C’est à Bamenda que mon père emmène ma mère après leur mariage, et Forestry House est leur première maison. Ils installent leurs meubles, les seuls meubles qu’ils ont jamais achetés et qu’ils emporteront avec eux partout : des tables, des fauteuils taillés dans des troncs d’iroko, décorés de sculptures traditionnelles des hauts plateaux de l’Ouest camerounais, léopards, singes, antilopes. La photo que mon père prend de leur salon à Forestry House montre un décor très « colonial » : au-dessus du manteau de la cheminée (il fait froid à Bamenda en hiver) est accroché un grand bouclier en peau d’hippopotame, assorti de deux lances croisées. Il s’agit vraisemblablement d’objets laissés là par un précédent occupant, car cela ne ressemble pas à ce que mon père pouvait rechercher. Les meubles sculptés, en revanche, l’ont accompagné jusqu’en France. J’ai passé une grande partie de mon enfance et de mon adolescence au milieu de ces meubles, assis sur les tabourets pour y lire les dictionnaires. J’ai joué avec les statues d’ébène, avec les sonnettes de bronze, j’ai utilisé les cauris en guise d’osselets. Pour moi, ces objets, ces bois sculptés et ces masques accrochés aux murs n’étaient pas du tout exotiques. Ils étaient ma part africaine, ils prolongeaient ma vie et, d’une certaine façon, ils l’expliquaient. Et avant ma vie, ils parlaient du temps que mon père et ma mère avaient vécu là-bas, dans cet autre monde où ils avaient été heureux. Comment dire ? J’ai ressenti de l’étonnement, et même de l’indignation, lorsque j’ai découvert, longtemps après, que de tels objets pouvaient être achetés et exposés par des gens qui n’avaient rien connu de tout cela, pour qui ils ne signifiaient rien, et même pis, pour qui ces masques, ces statues et ces trônes n’étaient pas des choses vivantes, mais la peau morte qu’on appelle souvent l’« art ».
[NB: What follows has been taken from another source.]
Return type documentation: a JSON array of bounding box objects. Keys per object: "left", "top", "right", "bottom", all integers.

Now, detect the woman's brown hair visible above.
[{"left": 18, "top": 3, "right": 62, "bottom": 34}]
Pendant leurs premières années de mariage, mon père et ma mère ont vécu là leur vie amoureuse, à Forestry House et sur les routes du haut pays camerounais, jusqu’à Banso. Avec eux voyageaient leurs employés, Njong le chocra, Chindefondi l’interprète, Philippus le chef des porteurs. Philippus était l’ami de ma mère. C’était un homme de petite taille, doué d’une force herculéenne, capable de pousser un tronc pour dégager la route ou de porter des charges que personne n’aurait pu soulever. Ma mère racontait que plusieurs fois il l’avait aidée à traverser des rivières en crue, en la tenant à bout de bras au-dessus de l’eau.

Avec eux voyageaient aussi les inséparables compagnons de mon père, qu’il avait adoptés à son arrivée à Bamenda : James et Pégase, les chevaux, le front marqué d’une étoile blanche, capricieux et doux. Et son chien, nommé Polisson, une sorte de braque dégingandé qui trottait en avant sur les chemins, et qui se couchait à ses pieds partout où il s’arrêtait, même lorsque mon père devait poser pour une photo officielle en compagnie des rois.